A long-standing joke describes people who speak three languages as “trilingual”, people who speak two languages as “bilingual”, and people who speak one language as “American”. Despite many years of Spanish education, I still fall decidedly in the latter category. The past few weeks have helped me understand why classroom learning is insufficient for second language acquisition. Language does not happen in a vacuum, because communication is not meant to be one-sided. Learning phonetics previously conjured up images of Eliza Doolittle announcing seriously at a horse derby, "the rain in Spain stays mainly in the plain". I now realize that learning to speak in a way that doesn't require others to strain to understand is an important way to serve the communities we hope to reach.




The overwhelming goal of fluency becomes much less intimidating when I considered how and why our children have learned (and continue to learn) language.
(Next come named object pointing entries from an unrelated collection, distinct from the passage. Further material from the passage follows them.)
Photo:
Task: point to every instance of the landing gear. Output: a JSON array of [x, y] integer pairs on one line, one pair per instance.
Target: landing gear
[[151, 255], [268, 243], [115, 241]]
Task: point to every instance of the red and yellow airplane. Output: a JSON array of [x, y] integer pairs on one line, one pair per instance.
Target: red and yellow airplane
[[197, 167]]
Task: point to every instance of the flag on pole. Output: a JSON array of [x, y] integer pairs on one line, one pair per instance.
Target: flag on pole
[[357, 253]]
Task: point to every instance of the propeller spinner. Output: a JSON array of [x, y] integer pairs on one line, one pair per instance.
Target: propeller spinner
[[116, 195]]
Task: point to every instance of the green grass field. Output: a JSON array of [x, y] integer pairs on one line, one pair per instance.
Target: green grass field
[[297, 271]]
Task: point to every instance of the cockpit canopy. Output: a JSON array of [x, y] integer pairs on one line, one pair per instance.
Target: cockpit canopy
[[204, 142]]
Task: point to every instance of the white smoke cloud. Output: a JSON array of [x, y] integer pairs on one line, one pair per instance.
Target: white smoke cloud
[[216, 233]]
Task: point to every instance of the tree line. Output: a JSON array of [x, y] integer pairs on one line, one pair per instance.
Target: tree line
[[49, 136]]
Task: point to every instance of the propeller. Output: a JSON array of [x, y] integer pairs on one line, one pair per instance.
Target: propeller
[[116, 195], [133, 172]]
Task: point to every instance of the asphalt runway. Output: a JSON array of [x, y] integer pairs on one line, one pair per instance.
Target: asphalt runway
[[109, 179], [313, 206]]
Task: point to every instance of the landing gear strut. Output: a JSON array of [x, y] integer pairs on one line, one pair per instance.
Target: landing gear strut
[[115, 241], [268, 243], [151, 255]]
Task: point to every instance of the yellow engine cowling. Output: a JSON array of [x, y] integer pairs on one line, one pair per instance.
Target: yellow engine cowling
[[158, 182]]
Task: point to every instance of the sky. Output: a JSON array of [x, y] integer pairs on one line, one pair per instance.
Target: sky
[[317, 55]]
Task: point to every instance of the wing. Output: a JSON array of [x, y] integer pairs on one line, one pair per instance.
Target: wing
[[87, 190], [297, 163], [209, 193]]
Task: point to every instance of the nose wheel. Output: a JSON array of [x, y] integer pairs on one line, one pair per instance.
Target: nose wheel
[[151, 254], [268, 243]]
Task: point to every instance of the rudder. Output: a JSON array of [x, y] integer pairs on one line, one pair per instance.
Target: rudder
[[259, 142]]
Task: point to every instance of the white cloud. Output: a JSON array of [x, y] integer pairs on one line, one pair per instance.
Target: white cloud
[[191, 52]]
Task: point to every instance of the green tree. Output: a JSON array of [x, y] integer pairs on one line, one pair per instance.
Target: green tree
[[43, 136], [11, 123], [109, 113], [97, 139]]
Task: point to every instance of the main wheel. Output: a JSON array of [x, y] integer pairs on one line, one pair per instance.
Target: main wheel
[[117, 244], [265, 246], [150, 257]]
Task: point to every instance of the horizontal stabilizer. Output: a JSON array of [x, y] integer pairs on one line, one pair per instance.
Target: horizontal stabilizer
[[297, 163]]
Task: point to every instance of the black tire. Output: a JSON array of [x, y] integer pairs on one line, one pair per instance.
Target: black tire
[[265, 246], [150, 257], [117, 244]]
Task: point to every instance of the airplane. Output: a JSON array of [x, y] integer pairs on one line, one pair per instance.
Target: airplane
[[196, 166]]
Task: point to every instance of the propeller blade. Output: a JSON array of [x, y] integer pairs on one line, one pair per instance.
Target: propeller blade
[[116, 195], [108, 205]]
They want to share thoughts, and they want to understand the world around them. The bar is not set at perfection. The bar is set at communication, and a place in the conversation. They don’t need to understand every word I read in a chapter book to enjoy the story. And really, neither do I.

Perhaps my favorite realization this month: language learning is not a precursor to cross-cultural work. Language learning is the first stage of cross-cultural work. Relationships and trust are formed on the humble arches I must lay down to cross from a land in which I understand and am understood to a land completely “other”. I am neither the first, nor the last person to attempt such a crossing. While I draw courage from the millions who daily embark on similar journeys, I am most encouraged by the only Person who has ever built and crossed such a bridge perfectly: Jesus Christ.

What is more foreign to Heaven than earth? Which cross-cultural leap has required more humility than the Creator leaving perfection to suffer at the hands of imperfect, created beings? He came not only to speak our language, but to give love a voice that transcends all languages. If I epitomize educational privilege, He epitomizes ultimate sacrifice. He was born in a low-income country to an unmarried mother and father, neither of whom were highly educated. And yet by school age, He was both teaching others to read Scripture and to see truth.

Following Christ’s command to make disciples of all nations might begin with learning another language, but it certainly doesn’t end there. Following His example, I can begin building bridges into other cultures with love: love for people, love for their stories, and love in their language.